I wrote pages and pages of plans for this day, spent hours gathering supplies and tracking down library books, and had more meetings than I would care to remember. Even so, I knew that I couldn’t make any real decisions until I got my feet wet. There’s a quote from German battle commander Helmuth von Moltke the Elder– “No plan survives contact with the enemy.” I think in some ways it applies here. Of course, the eight-year-old girls who participate in my program are the opposite of an enemy. Without them I couldn’t do any of this. Still, my ideas and plans were all but worthless until I found out reading levels, interests, personalities, and the group dynamic. For all I knew, they could have no actual interest in what I was doing at all. Still, I had to try. 
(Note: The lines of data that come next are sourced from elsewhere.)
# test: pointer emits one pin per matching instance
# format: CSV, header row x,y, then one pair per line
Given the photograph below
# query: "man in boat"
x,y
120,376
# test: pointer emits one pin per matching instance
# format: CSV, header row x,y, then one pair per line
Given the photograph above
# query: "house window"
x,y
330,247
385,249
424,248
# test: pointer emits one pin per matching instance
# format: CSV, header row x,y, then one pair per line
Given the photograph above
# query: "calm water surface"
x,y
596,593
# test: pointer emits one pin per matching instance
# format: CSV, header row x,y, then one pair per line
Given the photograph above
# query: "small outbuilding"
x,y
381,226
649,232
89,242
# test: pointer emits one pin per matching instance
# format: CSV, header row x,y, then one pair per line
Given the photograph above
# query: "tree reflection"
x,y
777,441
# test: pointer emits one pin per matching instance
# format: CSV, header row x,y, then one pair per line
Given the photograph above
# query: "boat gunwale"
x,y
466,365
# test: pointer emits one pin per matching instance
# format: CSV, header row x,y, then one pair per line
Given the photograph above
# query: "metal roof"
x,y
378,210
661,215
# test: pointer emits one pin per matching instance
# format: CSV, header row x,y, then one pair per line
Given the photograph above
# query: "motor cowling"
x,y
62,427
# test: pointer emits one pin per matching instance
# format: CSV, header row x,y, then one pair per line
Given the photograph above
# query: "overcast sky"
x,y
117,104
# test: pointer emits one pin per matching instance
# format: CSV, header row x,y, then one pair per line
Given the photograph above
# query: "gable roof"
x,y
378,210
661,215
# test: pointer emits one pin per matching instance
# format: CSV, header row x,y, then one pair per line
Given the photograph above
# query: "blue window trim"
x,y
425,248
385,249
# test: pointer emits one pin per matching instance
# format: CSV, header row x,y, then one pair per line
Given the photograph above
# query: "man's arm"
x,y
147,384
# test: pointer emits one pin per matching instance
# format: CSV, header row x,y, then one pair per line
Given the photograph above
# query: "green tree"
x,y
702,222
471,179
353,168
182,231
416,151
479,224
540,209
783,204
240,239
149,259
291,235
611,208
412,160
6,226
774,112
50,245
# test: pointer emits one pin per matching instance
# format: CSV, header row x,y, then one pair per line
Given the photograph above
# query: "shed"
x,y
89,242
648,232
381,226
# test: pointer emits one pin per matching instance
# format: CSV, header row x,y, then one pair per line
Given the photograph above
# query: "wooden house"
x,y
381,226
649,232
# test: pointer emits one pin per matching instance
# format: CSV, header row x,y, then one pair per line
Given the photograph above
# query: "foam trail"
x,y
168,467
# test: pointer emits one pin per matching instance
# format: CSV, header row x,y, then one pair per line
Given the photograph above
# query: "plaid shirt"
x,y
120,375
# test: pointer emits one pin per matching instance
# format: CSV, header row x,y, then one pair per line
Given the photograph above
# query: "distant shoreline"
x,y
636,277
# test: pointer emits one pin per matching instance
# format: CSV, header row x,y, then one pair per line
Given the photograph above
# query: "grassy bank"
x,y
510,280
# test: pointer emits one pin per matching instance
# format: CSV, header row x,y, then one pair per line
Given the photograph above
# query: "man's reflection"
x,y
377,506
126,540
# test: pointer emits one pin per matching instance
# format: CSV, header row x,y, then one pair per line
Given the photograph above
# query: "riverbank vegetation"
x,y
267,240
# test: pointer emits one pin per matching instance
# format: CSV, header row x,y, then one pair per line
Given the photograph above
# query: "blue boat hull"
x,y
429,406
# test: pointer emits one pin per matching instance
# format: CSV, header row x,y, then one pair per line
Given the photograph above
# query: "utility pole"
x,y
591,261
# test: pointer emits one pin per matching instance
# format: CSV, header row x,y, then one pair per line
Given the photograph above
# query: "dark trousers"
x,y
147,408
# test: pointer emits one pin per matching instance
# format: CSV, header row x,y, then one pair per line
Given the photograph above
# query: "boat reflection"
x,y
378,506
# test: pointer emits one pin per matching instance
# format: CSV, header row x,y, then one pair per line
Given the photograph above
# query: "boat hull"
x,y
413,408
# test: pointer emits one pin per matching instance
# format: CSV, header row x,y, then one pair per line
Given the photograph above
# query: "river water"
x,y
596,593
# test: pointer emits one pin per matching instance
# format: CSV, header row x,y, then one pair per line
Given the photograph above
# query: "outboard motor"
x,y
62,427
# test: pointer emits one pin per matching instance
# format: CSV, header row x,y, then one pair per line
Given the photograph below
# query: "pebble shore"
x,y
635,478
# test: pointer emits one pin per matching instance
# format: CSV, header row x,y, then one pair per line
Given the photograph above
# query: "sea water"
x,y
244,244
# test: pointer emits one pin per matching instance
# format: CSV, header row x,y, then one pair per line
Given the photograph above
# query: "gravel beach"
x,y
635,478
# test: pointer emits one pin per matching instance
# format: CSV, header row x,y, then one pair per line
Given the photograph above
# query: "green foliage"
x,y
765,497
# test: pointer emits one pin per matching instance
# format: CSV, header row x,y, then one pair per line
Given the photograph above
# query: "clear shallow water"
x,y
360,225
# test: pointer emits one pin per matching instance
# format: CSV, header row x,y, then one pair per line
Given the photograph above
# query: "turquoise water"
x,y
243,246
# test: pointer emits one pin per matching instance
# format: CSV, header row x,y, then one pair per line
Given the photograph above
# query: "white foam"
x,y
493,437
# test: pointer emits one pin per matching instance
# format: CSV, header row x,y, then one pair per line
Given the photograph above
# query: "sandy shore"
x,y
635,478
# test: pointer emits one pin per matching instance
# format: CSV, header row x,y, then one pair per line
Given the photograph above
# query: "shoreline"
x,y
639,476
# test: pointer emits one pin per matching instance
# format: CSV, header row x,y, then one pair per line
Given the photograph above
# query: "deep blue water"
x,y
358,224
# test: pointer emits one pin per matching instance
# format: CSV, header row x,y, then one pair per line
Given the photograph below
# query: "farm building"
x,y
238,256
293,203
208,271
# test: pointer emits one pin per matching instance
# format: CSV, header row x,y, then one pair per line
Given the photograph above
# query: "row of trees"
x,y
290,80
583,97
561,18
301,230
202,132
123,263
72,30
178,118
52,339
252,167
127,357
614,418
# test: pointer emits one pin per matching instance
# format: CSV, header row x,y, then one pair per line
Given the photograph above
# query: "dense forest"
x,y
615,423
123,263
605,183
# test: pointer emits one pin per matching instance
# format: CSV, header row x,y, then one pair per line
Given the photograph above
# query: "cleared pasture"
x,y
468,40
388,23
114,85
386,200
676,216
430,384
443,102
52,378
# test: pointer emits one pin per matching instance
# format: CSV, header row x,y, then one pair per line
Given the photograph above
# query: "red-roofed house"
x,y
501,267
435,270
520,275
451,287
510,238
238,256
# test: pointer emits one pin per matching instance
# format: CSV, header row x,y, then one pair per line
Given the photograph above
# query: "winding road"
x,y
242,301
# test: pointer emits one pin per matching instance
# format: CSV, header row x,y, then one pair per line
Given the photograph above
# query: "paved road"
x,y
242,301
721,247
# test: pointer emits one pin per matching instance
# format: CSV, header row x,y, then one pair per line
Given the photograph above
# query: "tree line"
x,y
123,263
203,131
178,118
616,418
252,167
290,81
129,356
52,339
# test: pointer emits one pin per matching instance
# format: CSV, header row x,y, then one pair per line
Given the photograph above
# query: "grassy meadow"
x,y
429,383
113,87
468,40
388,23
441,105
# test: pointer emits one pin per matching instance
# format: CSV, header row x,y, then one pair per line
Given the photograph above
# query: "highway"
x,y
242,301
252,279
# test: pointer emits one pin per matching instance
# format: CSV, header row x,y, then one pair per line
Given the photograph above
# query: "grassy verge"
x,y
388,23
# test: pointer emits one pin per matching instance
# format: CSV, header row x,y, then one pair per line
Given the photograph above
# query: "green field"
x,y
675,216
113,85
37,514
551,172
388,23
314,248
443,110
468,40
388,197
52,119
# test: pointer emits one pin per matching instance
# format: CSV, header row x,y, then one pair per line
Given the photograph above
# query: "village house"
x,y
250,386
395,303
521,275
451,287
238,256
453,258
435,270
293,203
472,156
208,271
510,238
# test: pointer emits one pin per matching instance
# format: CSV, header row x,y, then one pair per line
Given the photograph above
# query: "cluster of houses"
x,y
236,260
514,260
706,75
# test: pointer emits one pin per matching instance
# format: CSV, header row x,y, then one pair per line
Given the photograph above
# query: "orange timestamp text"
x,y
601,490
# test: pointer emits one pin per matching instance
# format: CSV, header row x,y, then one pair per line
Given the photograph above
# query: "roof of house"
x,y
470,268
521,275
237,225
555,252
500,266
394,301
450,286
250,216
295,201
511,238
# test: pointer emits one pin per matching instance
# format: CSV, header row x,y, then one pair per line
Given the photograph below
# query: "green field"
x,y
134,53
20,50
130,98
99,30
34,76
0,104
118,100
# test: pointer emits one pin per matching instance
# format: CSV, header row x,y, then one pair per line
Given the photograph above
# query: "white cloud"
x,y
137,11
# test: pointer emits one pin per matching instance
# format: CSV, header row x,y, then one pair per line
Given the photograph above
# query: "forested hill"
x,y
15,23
I set up my supplies and watched as the girls and mothers filtered in. There were more than I had anticipated (that’s a good thing, I reminded myself). We did introductions. They were all polite, clever girls between six and ten–just what I had hoped for. I tried to explain what the plan for my group was, feeling more awkward by the minute. With the help of the girls’ mothers, I hesitantly suggested that we read Roald Dahl’s Matilda, and the majority hesitantly agreed. When I glanced at the time on my phone, thinking we must be nearly an hour into the two-hour session, I discovered it had been only fifteen minutes. This is going to get interesting.

I shouldn’t have worried, though. I read aloud for a while, then tried to discuss some themes of Matilda before we took a short break. After that, I hit the real jackpot of the night. It was a game that I had played many times at summer camps and writing workshops, simple in concept but universally successful. There’s probably a name for it, but I’ve never known. One person says the first sentence of a story, then the next person says a sentence, and so on until it reaches a conclusion. I wrote as quickly as possible on a wipe-off board, taking pictures as I went so as to record the story. What a story it was, full of twists and turns and magic and colorful descriptions of animals. There were a few dropped plot points (I might have to teach a bit about editing), but it was actually a very nice story. By the end everyone had opened up and was enjoying the game, including me. We were bursting with future plans and excitement. I still have so much work ahead of me–about seventy hours’ worth, actually, according to Gold Award suggested requirements–but I have no doubt that I can do it.